Three of the country’s best new bands are treading their own separate courses and taking bright baby-steps. This October, however, they’re joining forces for a triple-headliner extravaganza across the country. It’s the DIY Presents the Neu Tour 2015, and it’s going to be insane. We’ve put together a guide to the bands on the bill. Get tickets here.
Raised in Newcastle and with a quick detour to Brighton, Mattie Vant has led a musically-obsessed life that’s only just coming to fruition. After years strumming away at acoustic guitars and struggling to find a specific sound, Vant found its voice when taking on politics. “It’s a taboo these days - unfortunately,” he says, of music’s relationship with big world topics. Still, that hasn’t stopped him from speaking out. With relentlessly charged rock ‘n roll his tool, Mattie leads the charge. “A lot of the discussions we had with various labels before we signed, they said a lot of people might copy us. But I’d love that. I want a lot of bands to come out and have something to say, rather than going on about popping pills and dancing in a fucking club. That would be amazing,” he says.
Where did it all begin with VANT?
It turned into a band when I moved to London. I lived in Brighton a few years before that and spent that time working out what genre I wanted to do. I realised all the music I was making at sixteen was still what I wanted to make now. When I wrote a couple of songs in that style, it really clicked again. And then it was a case of, ‘I need to find a band now’. London Birthdays, where I was working, became the creative hub I needed at the time. Our bassist was working in the kitchen. We’d play each other records that we liked and bonded over a similar taste in music.
When you were writing on your own, did you envisage it having a full-band mentality?
It was a conscious effort to make it into a band format. I’d been writing a lot of acoustic stuff and I just think the meaning behind the music works better in a louder environment. Rock music has that power and that aggression, regardless of if you’re singing about a girl or politics. My news stuff is down the political line and it made sense to make it brash.
“You had to look out towards hip-hop to really see anything that’s important being said.”
Was this solidified from being in Birthdays and seeing other bands have an impact from being in your face?

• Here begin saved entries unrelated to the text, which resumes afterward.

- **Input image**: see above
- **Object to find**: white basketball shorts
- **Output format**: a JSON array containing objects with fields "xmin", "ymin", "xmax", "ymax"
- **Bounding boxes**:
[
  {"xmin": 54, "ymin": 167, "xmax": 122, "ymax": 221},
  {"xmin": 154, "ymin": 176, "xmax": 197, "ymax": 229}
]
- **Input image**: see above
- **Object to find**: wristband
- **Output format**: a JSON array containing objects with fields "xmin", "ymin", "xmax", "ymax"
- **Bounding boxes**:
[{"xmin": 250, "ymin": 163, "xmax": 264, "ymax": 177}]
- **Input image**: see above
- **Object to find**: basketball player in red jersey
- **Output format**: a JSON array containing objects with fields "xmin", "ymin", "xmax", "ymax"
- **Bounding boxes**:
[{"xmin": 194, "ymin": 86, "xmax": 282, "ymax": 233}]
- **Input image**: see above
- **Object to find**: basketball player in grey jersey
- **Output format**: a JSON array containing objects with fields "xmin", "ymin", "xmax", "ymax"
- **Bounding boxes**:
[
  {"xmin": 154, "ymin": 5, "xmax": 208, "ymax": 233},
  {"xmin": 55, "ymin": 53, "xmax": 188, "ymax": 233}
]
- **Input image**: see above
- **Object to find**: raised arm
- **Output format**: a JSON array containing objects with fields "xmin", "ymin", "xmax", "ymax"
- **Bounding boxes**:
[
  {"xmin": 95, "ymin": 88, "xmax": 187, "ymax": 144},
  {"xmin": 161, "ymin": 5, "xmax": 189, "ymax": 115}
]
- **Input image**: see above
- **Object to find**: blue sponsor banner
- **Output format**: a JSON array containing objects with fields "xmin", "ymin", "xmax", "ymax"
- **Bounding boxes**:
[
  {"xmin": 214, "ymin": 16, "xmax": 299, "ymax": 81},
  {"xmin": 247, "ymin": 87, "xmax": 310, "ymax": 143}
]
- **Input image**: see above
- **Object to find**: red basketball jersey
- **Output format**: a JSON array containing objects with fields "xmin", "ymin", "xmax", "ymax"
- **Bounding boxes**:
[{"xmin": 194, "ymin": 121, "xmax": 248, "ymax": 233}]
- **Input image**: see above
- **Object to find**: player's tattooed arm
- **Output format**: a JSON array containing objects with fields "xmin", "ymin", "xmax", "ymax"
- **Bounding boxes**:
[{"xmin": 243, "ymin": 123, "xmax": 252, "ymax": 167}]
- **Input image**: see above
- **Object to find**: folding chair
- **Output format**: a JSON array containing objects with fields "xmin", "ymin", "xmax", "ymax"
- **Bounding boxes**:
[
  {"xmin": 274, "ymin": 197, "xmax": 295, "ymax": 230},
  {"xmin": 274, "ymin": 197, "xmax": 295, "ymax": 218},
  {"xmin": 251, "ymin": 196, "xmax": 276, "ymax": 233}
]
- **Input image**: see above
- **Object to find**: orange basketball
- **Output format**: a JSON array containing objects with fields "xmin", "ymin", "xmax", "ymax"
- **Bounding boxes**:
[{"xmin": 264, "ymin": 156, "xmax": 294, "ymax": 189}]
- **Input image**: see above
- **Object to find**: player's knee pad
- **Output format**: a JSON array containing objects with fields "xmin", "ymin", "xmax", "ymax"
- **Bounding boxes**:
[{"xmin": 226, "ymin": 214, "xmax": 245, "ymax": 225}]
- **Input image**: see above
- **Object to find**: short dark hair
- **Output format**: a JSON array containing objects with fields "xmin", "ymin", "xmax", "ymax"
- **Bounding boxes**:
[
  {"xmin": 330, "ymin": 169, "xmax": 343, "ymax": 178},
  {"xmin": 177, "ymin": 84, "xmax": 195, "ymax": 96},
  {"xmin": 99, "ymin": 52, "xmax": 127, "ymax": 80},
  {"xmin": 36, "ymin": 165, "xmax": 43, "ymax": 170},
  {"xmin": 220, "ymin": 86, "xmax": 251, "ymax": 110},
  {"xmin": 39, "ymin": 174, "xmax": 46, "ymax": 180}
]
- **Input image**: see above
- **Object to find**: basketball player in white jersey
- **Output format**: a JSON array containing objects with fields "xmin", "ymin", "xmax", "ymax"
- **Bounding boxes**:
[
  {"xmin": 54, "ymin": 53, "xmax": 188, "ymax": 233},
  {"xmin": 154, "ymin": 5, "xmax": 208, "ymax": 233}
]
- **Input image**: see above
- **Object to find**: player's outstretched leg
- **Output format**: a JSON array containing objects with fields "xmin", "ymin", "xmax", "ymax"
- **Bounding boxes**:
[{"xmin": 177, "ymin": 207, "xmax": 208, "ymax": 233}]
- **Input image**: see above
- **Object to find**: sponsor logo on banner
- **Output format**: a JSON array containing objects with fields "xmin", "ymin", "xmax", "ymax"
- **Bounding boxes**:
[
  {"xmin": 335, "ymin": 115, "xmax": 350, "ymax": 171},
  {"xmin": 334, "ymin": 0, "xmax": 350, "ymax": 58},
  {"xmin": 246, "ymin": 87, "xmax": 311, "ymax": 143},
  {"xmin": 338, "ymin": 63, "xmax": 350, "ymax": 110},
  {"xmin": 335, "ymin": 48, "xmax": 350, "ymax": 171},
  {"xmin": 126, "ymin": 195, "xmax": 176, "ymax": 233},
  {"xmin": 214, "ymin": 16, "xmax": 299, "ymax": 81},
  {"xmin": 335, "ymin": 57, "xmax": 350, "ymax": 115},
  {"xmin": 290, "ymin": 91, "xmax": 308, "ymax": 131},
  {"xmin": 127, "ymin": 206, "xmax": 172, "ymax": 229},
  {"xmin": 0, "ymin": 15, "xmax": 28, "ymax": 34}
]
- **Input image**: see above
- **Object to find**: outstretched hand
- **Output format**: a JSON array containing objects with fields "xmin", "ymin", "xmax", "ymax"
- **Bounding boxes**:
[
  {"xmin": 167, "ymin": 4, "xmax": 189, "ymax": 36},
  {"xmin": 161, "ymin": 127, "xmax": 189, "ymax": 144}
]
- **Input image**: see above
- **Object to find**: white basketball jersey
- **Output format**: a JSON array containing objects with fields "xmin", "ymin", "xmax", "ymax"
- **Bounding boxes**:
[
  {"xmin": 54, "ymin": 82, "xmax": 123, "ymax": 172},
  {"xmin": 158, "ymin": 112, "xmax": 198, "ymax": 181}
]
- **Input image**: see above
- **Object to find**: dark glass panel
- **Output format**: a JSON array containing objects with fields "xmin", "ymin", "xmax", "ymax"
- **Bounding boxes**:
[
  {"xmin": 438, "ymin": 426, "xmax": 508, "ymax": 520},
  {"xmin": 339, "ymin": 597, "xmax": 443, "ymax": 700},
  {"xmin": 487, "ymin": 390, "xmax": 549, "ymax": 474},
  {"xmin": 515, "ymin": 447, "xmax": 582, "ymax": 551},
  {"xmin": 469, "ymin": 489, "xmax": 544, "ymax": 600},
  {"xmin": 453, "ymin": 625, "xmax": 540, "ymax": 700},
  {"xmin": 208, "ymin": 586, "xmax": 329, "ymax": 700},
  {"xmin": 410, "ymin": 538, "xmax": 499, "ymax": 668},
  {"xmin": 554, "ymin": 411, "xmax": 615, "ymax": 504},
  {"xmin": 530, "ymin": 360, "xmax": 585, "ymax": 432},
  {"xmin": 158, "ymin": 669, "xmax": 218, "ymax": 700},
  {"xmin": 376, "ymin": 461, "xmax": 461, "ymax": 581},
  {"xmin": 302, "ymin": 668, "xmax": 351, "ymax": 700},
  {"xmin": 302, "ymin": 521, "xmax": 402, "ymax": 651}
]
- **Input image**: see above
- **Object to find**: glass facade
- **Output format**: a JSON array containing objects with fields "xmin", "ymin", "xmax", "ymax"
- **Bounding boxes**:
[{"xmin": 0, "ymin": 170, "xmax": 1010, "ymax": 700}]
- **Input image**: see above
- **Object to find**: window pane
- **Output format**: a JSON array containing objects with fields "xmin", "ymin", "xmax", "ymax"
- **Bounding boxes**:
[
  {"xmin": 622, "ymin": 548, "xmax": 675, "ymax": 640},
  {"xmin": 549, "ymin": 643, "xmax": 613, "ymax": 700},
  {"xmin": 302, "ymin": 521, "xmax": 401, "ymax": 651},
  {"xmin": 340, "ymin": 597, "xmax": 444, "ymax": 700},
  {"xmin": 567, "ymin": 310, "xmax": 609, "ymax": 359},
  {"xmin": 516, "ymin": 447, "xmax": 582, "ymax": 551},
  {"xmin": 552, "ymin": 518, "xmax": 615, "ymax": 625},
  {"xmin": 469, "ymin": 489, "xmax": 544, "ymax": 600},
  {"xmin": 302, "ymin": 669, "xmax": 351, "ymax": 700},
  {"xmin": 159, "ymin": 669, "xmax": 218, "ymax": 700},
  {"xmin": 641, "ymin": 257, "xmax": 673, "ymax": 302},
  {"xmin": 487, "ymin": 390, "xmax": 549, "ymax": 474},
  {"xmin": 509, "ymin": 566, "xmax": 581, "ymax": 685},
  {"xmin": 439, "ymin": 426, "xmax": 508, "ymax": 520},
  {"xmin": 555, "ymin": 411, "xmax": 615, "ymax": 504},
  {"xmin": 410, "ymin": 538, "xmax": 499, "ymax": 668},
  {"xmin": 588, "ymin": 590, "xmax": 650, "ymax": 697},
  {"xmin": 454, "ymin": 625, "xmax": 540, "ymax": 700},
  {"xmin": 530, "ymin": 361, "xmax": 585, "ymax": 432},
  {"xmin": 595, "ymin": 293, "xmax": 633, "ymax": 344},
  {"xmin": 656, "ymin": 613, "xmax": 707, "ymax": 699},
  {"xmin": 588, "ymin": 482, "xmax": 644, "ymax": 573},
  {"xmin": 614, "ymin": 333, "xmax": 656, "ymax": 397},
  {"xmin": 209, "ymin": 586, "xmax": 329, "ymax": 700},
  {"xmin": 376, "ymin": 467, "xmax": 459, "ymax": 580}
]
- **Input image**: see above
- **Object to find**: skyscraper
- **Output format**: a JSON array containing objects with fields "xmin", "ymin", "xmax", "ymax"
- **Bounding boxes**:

It invigorated my passion for being in a band again. Prior to that, I lived quite an isolated life in Brighton. I worked in a call centre with none of my friends. There wasn’t anyone that I felt like I could easily be in a band with. My only real release was playing acoustic music. Being stuck in that environment and doing a job you really hate - it put me off track for a while. Moving to London and joining the team at Birthdays, the amount of amazing artists you get through there felt really inspiring. It felt like this is what I should be doing with my life. And when I was making music at 16/17, I was illegally working in a bar then too. It’s a similar place. So it does make sense for things to come back round to that.
Does the political aspect of your music stem from the shit call centre jobs, or is it broader?
When I use the word ‘politics’, it’s a strange one. I don’t speak in an Arctic Monkeys or Mike Skinner ‘working class’ way, even though I do come from that background. My concerns are worldwide things. It’s not strictly centred around the UK - it’s wars, global conflict, global warming. But I think the reason I started making music like this again is because it didn’t feel like anyone was speaking out like this, at least in rock music. You had to look out towards hip-hop to really see anything that’s important being said. Growing up, when you listen to bands like The Clash and Rage Against The Machine, they have these amazing statements behind the music. Surely if you have a platform or a voice, you should take advantage of that. And also, I’d just gotten sick of writing about love. It was depressing and boring. I looked at all the bands that have been going for forty years, but most of them tend to put personal emotions and relationship stuff aside. I think that’s why you see a lot of artists implode - the ones that write so honestly about love. You’d not want to sing about your ex-girlfriends after a certain period of time.